Сборник из рассказов, в названии которых какие-то числа или числительные. Рассказы самые разные. Получилось интересно. Конечно, будет дополняться.
Сборник посвящен памяти Александра Павловича Чудакова (1938–2005) – литературоведа, писателя, более всего известного книгами о Чехове и романом «Ложится мгла на старые ступени» (премия «Русский Букер десятилетия», 2011).
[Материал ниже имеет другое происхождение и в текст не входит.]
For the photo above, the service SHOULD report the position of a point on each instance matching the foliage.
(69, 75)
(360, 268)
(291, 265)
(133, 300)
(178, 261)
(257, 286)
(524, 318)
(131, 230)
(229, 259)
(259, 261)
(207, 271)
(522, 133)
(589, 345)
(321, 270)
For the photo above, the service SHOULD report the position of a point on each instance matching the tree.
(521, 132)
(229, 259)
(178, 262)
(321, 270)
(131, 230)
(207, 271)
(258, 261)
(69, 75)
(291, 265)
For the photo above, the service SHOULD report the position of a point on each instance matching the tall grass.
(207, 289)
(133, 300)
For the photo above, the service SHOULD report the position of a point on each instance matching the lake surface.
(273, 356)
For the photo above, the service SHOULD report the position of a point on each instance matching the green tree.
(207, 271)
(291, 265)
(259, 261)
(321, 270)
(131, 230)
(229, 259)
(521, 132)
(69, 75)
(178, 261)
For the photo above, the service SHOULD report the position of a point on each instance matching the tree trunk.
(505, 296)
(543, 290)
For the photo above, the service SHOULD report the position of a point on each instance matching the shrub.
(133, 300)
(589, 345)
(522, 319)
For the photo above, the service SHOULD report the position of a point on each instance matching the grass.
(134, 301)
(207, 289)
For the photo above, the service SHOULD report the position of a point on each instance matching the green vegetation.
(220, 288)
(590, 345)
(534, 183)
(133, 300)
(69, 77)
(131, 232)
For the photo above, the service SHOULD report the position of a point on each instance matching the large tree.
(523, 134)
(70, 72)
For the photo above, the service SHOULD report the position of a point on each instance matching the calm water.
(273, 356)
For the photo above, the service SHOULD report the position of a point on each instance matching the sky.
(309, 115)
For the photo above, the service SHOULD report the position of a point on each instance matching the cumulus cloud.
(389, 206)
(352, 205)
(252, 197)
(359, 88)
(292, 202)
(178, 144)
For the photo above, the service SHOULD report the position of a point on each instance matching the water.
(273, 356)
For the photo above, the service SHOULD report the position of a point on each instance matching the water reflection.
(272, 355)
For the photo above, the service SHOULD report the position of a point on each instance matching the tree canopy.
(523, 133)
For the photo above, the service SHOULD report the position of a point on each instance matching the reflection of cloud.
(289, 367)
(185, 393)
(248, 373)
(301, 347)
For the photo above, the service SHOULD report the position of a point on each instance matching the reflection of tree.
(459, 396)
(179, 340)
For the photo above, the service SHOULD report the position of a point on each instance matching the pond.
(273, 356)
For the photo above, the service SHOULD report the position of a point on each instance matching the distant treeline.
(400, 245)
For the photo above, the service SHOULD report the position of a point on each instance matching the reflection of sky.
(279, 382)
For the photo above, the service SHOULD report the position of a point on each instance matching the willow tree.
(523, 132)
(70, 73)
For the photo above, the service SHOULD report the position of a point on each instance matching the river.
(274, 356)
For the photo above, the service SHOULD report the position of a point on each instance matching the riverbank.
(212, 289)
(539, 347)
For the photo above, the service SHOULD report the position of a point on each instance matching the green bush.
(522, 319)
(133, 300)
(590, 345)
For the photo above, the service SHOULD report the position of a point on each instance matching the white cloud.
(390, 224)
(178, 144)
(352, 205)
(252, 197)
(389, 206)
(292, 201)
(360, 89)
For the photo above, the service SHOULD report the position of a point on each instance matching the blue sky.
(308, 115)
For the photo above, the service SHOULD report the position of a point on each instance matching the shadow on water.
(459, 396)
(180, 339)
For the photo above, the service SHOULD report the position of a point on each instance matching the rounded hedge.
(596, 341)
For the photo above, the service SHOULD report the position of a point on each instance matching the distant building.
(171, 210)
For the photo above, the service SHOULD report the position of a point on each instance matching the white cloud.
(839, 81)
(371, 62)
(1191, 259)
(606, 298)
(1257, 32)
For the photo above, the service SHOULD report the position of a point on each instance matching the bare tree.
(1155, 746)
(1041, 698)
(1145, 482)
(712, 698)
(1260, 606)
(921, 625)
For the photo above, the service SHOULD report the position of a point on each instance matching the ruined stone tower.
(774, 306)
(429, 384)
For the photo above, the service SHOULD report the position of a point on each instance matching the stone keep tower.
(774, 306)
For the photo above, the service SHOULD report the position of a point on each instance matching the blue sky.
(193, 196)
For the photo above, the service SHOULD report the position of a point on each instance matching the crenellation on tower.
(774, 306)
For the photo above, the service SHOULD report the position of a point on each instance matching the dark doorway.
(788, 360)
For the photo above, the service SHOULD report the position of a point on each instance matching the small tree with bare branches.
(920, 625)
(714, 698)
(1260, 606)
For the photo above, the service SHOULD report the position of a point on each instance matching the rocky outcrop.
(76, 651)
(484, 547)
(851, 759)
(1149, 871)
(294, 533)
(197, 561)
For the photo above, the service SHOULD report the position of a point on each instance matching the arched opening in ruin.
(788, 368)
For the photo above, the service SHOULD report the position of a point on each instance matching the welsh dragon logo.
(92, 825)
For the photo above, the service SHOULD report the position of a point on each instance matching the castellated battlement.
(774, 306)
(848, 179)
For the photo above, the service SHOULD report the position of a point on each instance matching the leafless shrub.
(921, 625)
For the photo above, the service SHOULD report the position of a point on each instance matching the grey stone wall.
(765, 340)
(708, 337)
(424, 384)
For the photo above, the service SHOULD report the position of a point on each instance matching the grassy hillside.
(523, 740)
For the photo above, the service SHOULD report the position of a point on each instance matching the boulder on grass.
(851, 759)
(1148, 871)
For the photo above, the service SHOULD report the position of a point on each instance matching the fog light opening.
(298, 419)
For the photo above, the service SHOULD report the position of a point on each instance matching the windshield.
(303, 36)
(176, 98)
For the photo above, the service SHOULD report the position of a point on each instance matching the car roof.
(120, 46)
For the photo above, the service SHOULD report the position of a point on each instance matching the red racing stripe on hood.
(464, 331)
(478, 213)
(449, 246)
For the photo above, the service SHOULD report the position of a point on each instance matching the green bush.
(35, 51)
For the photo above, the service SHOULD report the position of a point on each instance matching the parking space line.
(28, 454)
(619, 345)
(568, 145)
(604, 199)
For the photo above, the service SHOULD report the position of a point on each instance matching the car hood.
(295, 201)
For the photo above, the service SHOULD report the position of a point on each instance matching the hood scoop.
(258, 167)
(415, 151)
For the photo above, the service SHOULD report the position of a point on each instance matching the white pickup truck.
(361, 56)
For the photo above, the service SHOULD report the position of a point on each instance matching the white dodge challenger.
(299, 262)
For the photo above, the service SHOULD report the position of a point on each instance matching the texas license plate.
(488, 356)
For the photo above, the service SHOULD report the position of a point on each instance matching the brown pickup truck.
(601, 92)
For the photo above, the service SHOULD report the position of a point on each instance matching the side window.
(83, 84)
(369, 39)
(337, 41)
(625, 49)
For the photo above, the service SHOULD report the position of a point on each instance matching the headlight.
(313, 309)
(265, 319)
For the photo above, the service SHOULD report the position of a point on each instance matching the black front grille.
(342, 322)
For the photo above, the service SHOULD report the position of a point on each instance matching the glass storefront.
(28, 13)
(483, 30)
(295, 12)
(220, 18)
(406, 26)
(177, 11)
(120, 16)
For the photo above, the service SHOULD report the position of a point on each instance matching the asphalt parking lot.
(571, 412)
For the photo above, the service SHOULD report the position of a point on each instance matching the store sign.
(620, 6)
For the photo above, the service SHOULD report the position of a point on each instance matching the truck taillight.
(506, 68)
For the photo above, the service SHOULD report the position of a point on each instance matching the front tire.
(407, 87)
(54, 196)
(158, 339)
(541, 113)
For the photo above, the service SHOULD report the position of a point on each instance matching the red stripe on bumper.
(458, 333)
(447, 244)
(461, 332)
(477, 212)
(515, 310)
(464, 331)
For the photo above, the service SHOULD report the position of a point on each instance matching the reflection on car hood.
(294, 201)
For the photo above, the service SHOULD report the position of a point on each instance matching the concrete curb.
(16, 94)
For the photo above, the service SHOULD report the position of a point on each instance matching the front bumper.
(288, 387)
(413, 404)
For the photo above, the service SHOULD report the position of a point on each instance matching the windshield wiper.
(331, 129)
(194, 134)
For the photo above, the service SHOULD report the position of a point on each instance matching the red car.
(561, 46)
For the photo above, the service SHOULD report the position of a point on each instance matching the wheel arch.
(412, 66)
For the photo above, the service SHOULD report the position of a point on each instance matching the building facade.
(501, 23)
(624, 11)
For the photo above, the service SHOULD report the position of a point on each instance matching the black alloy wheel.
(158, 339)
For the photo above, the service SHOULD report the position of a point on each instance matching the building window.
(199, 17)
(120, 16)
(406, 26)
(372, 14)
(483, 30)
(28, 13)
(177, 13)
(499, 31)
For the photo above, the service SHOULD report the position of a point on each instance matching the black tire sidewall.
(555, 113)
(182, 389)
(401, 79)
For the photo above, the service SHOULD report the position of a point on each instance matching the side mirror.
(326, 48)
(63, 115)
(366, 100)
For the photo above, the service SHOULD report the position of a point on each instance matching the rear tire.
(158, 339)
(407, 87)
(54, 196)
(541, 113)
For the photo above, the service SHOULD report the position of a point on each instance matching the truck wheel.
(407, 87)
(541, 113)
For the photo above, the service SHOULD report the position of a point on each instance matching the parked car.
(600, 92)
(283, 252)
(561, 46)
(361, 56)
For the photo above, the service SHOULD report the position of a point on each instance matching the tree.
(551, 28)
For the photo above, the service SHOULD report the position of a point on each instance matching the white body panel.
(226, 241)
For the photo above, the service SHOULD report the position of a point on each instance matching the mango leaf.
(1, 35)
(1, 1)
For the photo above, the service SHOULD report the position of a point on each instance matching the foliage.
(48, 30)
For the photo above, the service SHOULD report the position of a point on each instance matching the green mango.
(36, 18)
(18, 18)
После внезапной гибели Александра Павловича осталась его мемуарная проза, дневники, записи разговоров с великими филологами, книга стихов, которую он составил для друзей и близких, – они вошли в первую часть настоящей книги вместе с биографией А. П. Чудакова, написанной М. О. Чудаковой и И. Е. Гитович.
В книге рассказывается история главного героя, который сталкивается с различными проблемами и препятствиями на протяжении всего своего путешествия. По пути он встречает множество второстепенных персонажей, которые играют важные роли в истории. Благодаря опыту главного героя книга исследует такие темы, как любовь, потеря, надежда и стойкость. По мере того, как главный герой преодолевает свои трудности, он усваивает ценные уроки жизни и растет как личность.